With regards to automatically logging people in: Consider your ER doctor system, ok that works when it is logged as an emergency in the ER. Now consider my role. I am a hospitalist, meaning I admit patients to the hospital and take care of the ones already admitted. Should I already be covered under the emergency since they are sick enough to be in the hospital or do I have to go through additional steps to log in to address a patient who just needs some extra nausea or pain medications or a sleeping pill? If I have to log in it detracts from the time I can spend dealing with a patient who suddenly has a more pressing issue (such as new chest pain that needs to be seen)? Of course, I am going to see the chest pain patient and so the nauseated patient is miserable for a few extra minutes. Now this sounds like squabbling over a loss of seconds but in reality managing an inpatient service is juggling multiple pages at once for sometimes several hours straight on many patients, triaging what needs to be done urgently vs later, and admitting patients, etc... It can be nonstop. So just one additional step really does add up.

So you can then say, why not have it set up that once a patient is admitted, they get logged in once and then you don't have to worry. I would then answer that that is basically what we do now. When you get admitted to the hospital you sign a release which covers this.

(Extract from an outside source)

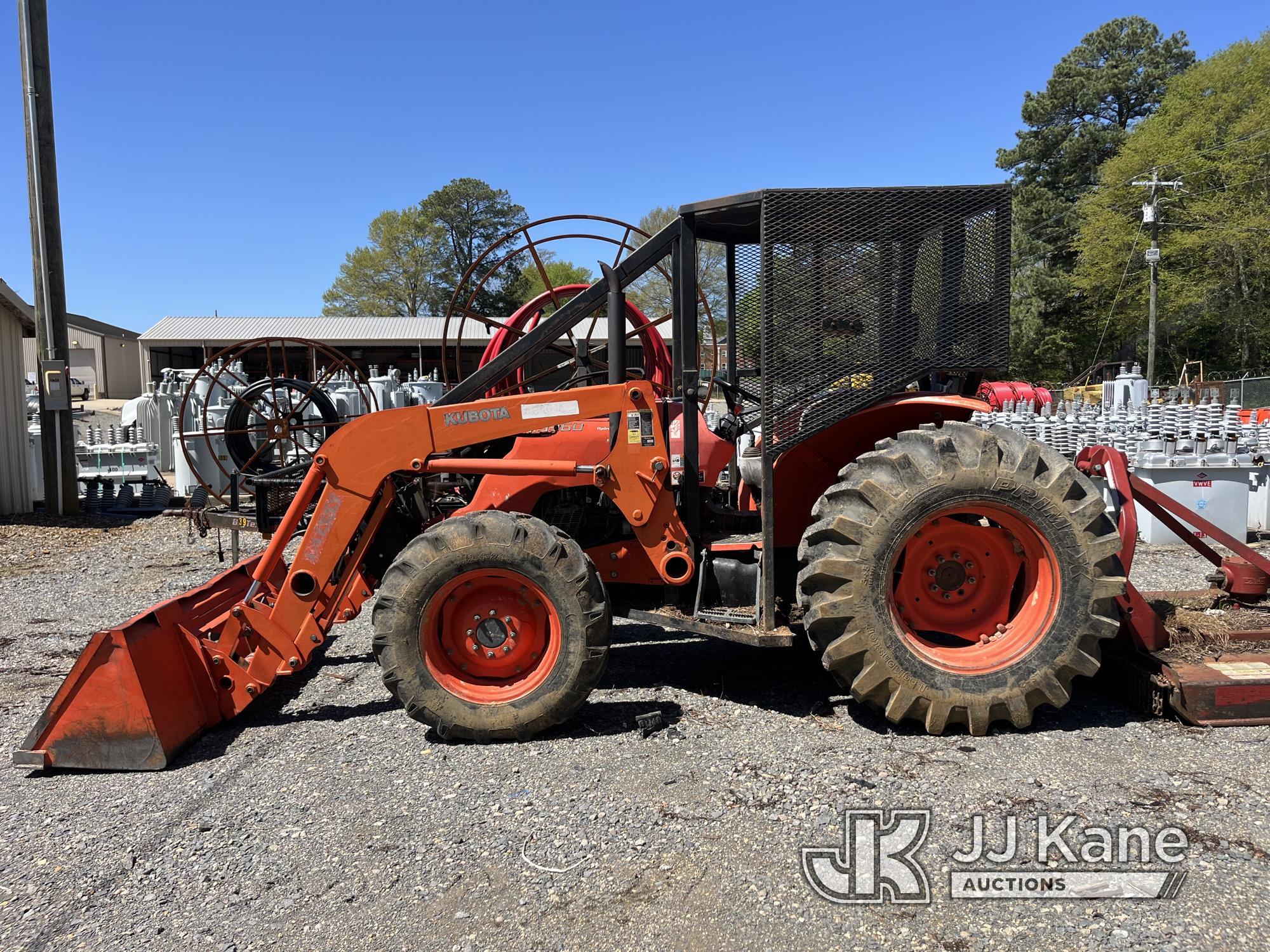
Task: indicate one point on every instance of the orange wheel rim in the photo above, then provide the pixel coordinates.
(490, 637)
(975, 588)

I will bring up another issue: you say a new provider should only have to log in once. Do you really want a provider you saw maybe 5 years ago for a one time visit have access to your records. How long until they have to reregister?

Another issue: What if you have tests done that aren't resulted by the time you leave the hospital. For example you have a blood culture that becomes positive after 5 days which means you need to be notified to get new labs done. The doctors that took care of you are off shift or on vacation. Usually this is taken care of by another provider, who you may never meet, are they going to be covered under the token system?

Out of curiosity what is your background in this since you mention User Experience?

[fredsmith42]

That is great for other accesing records from other hospitals that use Epic, but what happens if you want to access the records of a patient who also visits a VA or Cerner hospital? You are still in the dark.

[Herodotus38]

Absolutely, I still have to fax and it's ridiculous how low the bar is. I was just replying to the op that just the fact that Epic can talk to itself at other hospitals (for the record the VA can do this too, but it is slow) makes it relatively great.

[entee]

Good to hear it's gotten better!

[Herodotus38]

What I see happening is that eventually there will be so much merging of our healthcare systems in the next 10 years that there will eventually be a point where there are only several "players" in any area meaning that the problem of intercommunication becomes much simpler (i.e. Epic, Cerner, and Medtronic).